鴨鍋は
屯所の奥、質素な執務室。
豪奢な屋敷での食事とは程遠いが、それでも今夜の夜食は良いものだった。王都でも下劣と言われる地区の店から、お世話になっているからと是非にと届いた鴨鍋、濁り酒。グツグツと煮立った鍋をリュカは手際よく取り分け、エレオノーラに皿を差し出す。その所作はあまりに優雅で、血の匂いが漂う現場の隊長とは結びつかない。
「……美味いな。やっぱり、ファイブアイアンの酒と肉は別格だ、礼は市中見廻のときにしよう。明日付き合ってくれ」
リュカが盃を傾け、ふと笑みを浮かべる。エレオノーラは呆れつつも、差し出された酒を一口含んだ。酒のキツさにほんの少しえずく。ぐっと抑える。
「貴方、さっきの賊の頭目、見覚えがあったでしょう」
エレオノーラが問うと、リュカの目がわずかに細められた。彼はよく煮えた鴨肉と春菊を噛みしめながら、遠い過去をなぞるように呟く。
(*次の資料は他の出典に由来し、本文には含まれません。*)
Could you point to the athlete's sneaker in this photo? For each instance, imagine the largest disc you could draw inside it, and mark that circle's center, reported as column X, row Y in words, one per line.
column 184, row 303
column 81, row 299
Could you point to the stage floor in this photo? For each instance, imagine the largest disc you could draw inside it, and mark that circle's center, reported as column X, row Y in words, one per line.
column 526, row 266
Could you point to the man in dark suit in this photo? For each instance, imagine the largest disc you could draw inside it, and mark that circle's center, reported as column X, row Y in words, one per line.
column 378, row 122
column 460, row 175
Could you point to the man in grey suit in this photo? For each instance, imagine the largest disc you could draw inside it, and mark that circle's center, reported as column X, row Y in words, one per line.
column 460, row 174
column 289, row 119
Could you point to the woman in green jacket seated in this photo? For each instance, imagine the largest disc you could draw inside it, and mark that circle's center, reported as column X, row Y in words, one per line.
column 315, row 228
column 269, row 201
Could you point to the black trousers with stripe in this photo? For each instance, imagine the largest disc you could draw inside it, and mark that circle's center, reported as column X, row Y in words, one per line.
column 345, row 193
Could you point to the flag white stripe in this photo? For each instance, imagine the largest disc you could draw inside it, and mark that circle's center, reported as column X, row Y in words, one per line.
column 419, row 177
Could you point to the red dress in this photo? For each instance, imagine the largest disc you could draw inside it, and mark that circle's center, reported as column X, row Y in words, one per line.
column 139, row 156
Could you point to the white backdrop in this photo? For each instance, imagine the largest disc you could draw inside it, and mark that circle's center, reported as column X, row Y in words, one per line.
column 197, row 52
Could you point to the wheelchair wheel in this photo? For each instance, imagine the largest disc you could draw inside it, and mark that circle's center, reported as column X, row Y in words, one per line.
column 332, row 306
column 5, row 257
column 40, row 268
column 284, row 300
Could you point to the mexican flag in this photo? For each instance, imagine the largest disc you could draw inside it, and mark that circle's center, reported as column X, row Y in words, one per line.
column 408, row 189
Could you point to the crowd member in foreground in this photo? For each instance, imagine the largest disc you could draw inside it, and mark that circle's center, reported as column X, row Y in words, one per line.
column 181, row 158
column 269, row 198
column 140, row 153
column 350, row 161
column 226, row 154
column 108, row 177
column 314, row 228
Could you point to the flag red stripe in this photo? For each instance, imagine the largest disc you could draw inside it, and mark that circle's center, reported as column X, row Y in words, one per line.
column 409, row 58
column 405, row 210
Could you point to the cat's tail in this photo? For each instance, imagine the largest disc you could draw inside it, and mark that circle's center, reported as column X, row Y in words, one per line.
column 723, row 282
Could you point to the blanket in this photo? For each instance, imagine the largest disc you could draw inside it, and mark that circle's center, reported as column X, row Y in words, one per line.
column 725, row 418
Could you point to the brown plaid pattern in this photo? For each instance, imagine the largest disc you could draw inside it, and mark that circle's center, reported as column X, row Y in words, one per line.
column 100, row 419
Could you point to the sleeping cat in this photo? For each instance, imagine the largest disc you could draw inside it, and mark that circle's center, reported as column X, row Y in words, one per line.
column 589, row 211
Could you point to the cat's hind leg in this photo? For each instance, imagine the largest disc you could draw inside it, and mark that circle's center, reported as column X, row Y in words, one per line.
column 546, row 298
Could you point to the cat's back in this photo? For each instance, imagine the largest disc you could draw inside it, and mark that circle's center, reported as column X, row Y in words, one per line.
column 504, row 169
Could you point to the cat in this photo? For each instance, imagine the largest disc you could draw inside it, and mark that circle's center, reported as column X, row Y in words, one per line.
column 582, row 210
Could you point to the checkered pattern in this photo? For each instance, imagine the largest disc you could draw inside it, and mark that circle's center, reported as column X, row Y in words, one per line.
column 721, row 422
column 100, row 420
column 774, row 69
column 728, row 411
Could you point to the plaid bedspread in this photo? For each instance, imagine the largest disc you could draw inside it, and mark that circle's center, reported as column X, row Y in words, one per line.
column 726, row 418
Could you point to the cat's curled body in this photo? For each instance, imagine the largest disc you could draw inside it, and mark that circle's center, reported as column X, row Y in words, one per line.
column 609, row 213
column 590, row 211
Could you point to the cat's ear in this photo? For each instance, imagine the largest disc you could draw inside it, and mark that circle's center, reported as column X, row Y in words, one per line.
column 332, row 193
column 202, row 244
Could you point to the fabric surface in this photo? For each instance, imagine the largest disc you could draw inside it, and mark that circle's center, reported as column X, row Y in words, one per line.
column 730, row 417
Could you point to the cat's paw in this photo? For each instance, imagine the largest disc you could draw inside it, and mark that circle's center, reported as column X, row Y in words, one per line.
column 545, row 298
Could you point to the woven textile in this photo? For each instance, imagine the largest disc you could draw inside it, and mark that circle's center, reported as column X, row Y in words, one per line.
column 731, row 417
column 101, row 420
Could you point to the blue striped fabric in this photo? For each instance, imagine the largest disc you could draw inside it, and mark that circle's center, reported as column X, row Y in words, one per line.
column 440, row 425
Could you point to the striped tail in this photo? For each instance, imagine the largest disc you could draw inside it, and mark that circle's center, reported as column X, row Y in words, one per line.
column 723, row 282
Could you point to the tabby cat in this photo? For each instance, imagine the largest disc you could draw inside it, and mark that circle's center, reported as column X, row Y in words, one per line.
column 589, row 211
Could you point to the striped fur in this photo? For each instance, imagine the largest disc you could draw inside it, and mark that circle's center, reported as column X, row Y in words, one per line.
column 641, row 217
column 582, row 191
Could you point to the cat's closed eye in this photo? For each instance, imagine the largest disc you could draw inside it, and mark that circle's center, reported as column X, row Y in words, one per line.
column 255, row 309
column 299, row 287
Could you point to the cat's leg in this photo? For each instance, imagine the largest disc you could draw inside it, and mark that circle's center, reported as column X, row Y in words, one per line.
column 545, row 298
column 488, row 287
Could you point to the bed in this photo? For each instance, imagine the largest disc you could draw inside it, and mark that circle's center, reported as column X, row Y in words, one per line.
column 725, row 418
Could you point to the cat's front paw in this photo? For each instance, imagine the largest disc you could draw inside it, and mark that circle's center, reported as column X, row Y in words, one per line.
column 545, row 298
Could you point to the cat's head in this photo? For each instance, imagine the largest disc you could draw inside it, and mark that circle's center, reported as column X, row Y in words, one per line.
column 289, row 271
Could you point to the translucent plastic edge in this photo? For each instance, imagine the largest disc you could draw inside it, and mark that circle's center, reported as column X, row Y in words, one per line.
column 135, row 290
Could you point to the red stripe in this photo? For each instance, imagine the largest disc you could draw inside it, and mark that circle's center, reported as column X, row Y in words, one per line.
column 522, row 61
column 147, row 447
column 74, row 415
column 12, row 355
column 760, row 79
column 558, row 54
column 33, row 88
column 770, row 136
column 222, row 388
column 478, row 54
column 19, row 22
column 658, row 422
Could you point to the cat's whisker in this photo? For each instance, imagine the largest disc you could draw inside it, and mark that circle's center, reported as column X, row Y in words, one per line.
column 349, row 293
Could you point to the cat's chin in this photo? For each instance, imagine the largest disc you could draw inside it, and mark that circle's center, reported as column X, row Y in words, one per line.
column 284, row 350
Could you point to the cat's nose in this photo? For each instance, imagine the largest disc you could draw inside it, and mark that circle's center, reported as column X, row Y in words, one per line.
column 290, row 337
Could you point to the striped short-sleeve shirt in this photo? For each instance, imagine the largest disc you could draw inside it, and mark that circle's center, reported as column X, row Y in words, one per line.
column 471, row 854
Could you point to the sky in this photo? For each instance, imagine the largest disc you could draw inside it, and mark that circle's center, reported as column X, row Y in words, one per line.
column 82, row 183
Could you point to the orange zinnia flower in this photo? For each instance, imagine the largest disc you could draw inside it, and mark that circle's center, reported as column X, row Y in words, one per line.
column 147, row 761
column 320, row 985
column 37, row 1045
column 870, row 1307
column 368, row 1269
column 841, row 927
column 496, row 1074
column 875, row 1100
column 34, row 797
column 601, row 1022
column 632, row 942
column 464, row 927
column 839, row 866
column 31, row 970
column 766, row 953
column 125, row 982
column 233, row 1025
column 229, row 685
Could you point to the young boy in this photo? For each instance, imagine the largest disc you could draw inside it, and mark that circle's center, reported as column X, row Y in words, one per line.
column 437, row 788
「ああ。あれは……かつて、王都近衛騎士団設立当初、精鋭となるはずだった男だ。それも、剣術指南役の筆頭格として……『灰の騎士』と呼ばれていたはずだが」
「あの男が、なぜ盗賊の頭目を?」
「さあな。だが、奴の剣の構えは独特だ。左の肩を低くし、剣筋を隠し刀身を寝かせる。あれは、国を守るための護身術じゃない。特定の暗殺術……それも、この国では既に禁じられた『影の門』の流派だ」
リュカはグラスを指でなぞる。
「面白いと思わないか? かつて王を護るはずだった騎士が、今は闇の淵に身を沈めて『王都の秩序』を喰らっている。――そしてその黒幕は、奴らに金を流すだけでなく、王国軍の極秘の毒兵器まで横流ししている可能性がある」
エレオノーラが息を呑む。軍の兵器。それはつまり、国家の中枢に「牙」を向ける者がいることを意味していた。
その時だった。
扉が激しく叩かれ、一人の隊員が血相を変えて飛び込んできた。
「隊長! 大変です! 先ほど捕らえた賊たちが、牢の中で……」
「賊がどうした? まさか逃げたか?」
「いえ、違います! 全員が、何かに操られるように自らの舌を噛み切り、青い泡を吹いて倒れました! ……まるで、最初から命じられていたかのように!」
リュカはむしろ気だるげな反応を返した。
彼は持っていた箸を皿に置き、ゆっくりと立ち上がった。その瞳からは先ほどの艶やかな輝きが消え、底知れぬ冷徹な光が宿っている。
「……ほう。口封じか。それも、ただの毒じゃない。死に際に特定の術式が発動するように細工されている。……丁寧な仕掛けだ」
リュカは窓を開け、夜風に当たった。王都の夜景は美しい。だがその美しさの裏で、何かが腐敗し、蠢いている。
「エレオノーラ。鍋の火を落とせ、残りは宿直の者に」
「さて、どのように?」
「『灰の騎士』の隠れ家が見えた気がしてね。奴らが舌を噛む前の尋問で吐いた言葉……『東の廃教会、聖女の供物』。その意味を確かめに行く」
リュカは背もたれにかけてあったダンダラ模様の軍服の外套を羽織る。その瞬間、彼の背後に纏う空気が一変した。ただの警備隊長ではない、王直属の「死神」としての気配。
「行こうか。今夜の獲物は、少々毒が強そうだよ」
彼らが屯所を飛び出すと同時、遠くの王都の空に、不吉な紫色の狼煙が上がった。
それは、何者かが「王都撃滅隊」に対する明確な宣戦布告を行った合図であった。